First women's magazine in Afghanistan (1921–29)

Irshad-e Naswan (ارشاد نسوان, lit. 'The guide for women') was a women's magazine issued in Afghanistan founded in 1921 being the first women's magazine in the country. The magazine was founded by Queen Soraya Tarzi. It was founded as a part of the king and queen's modernization project to reform Afghan society, a policy which included the emancipation of women, and the Irshad-e Naswan as well as the first women's association Anjuman-i Himayat-i-Niswan were both founded to support the state feminism of the royal government.

The magazine was published weekly and ran articles "on the rights of women, child care, home economics and etiquette", social, political and international issues, women's rights but also fashion and household tips. It took up subject in women's issues and reform and has played a major pioneering role in the history of women in Afghanistan, and has been described as the first newspaper to enlighten women in Afghanistan.

It was edited by the queen's mother, Asma Rasmya, who thus became the first female editor in Afghanistan, and queen Soraya herself occasionally contributed to it.

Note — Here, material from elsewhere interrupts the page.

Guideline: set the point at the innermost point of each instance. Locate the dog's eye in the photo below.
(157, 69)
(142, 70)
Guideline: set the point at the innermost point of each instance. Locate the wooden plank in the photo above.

King Amanullah Khan and Queen Soraya Tarzi were deposed in 1929. Their deposition from power was followed by a severe backlash on women's rights under their successor Habibullah Ghazi. The Women's Association Anjuman-i Himayat-i-Niswan as well as Irshad-e Naswan was banned, the girls 'schools were closed, and the female students who had been allowed to study in Turkey was recalled to Afghanistan and forced to put on the veil and enter purdah again.